İşçi sınıfından hiç arkadaşı olmadığını söyleyen Sunak, fonları yoksul kasabalardan alıp zengine yönlendirdiği için de adı ‘Tersine Robin Hood’ kaldı. Truss’un sahip olduğu yeteneklerden birisi de siyasi omurgasızlık. Giysilerinden tavırlarına ve diksiyonuna kadar Margaret Thatcher’i kopyalıyor.

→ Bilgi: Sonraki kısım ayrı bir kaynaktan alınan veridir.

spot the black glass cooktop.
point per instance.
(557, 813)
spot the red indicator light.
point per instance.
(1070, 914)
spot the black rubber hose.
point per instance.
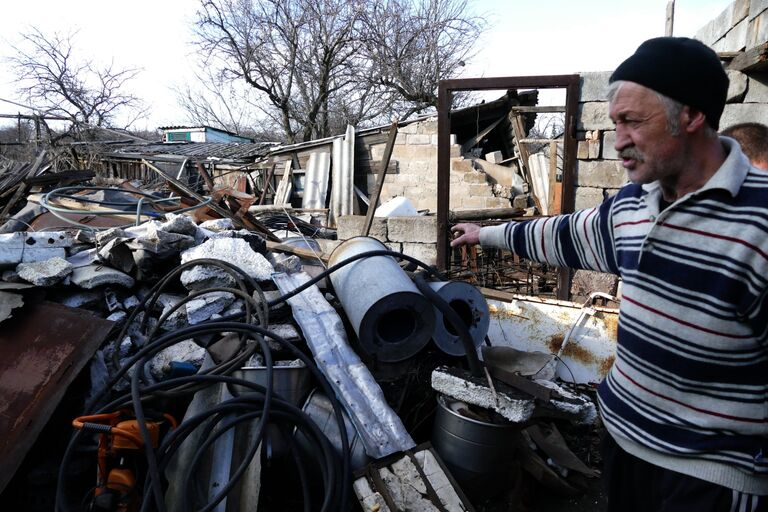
(456, 322)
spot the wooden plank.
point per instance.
(551, 108)
(44, 348)
(303, 253)
(374, 201)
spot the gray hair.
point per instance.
(673, 109)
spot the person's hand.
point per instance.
(468, 234)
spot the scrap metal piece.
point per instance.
(391, 318)
(381, 430)
(43, 351)
(471, 307)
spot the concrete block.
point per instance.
(91, 276)
(737, 86)
(185, 351)
(744, 113)
(757, 88)
(45, 273)
(461, 165)
(740, 10)
(521, 201)
(85, 300)
(594, 116)
(600, 173)
(593, 86)
(428, 127)
(757, 32)
(474, 177)
(181, 224)
(473, 202)
(418, 139)
(426, 253)
(350, 226)
(233, 250)
(327, 246)
(588, 197)
(736, 38)
(723, 22)
(495, 157)
(582, 150)
(757, 7)
(420, 229)
(609, 143)
(496, 202)
(33, 246)
(203, 307)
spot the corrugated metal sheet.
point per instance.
(316, 180)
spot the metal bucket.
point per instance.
(391, 318)
(319, 408)
(472, 308)
(478, 454)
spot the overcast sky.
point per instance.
(525, 37)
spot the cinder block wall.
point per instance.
(742, 25)
(415, 152)
(413, 236)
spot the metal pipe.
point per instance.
(392, 320)
(470, 305)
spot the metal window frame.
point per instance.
(445, 95)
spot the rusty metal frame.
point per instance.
(445, 96)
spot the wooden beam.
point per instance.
(754, 59)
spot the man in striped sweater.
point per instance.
(686, 402)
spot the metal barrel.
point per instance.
(391, 318)
(472, 308)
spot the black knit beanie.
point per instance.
(680, 68)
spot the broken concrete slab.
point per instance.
(45, 273)
(33, 246)
(181, 224)
(218, 225)
(202, 308)
(91, 276)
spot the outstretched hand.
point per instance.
(468, 234)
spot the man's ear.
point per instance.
(691, 119)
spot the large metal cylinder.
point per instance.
(391, 318)
(472, 308)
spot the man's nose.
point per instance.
(623, 140)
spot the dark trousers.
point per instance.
(634, 485)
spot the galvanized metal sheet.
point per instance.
(44, 347)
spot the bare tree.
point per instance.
(291, 51)
(319, 64)
(57, 83)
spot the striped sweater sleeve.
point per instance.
(581, 240)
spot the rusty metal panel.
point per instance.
(43, 349)
(532, 324)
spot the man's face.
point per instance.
(647, 149)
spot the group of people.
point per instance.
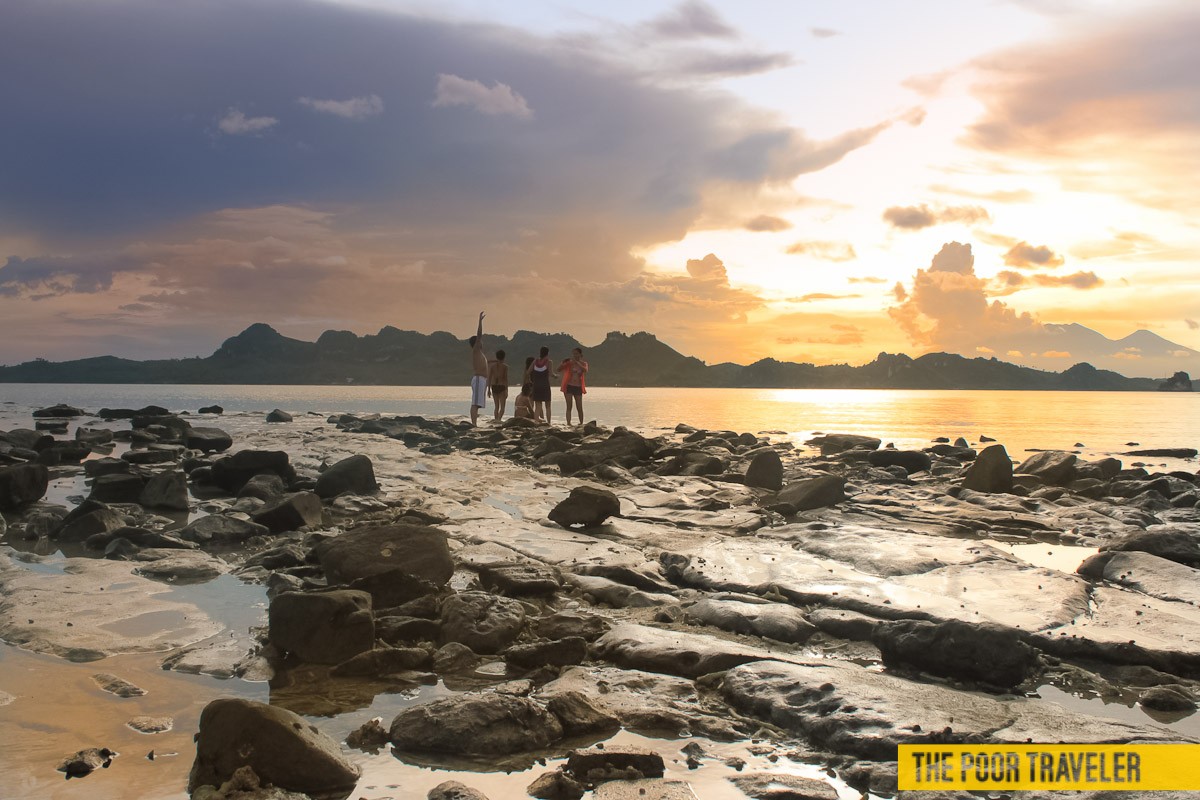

Tersine Robin Hood, özenti Truss’a karşı
Fotoğraf: Boris Johnson (Solda) - Liz Truss - Rishi Sunak (Sağda)

Levent ÖZÇAĞATAY - LONDRA

Muhafazakâr Parti lideri ve başbakan Boris Johnson temmuzda parti liderliğinden istifa edeceğini, ancak halefi seçilene kadar başbakan olarak kalacağını açıkladı ve tatile çıktı. Onu kurtarmak amacıyla bazı bakanların, parti üyelerinin, sağcı basının ve Boris’in baba tarafından hemşerileri olan Çankırı’nın Kalfat köyü sakinlerinin başlattığı kampanyaların bir faydası olmadı ve yeni lideri seçmek için parti kuralları gereği 5 Eylül’e kadar sürecek seçim süreci başlatıldı.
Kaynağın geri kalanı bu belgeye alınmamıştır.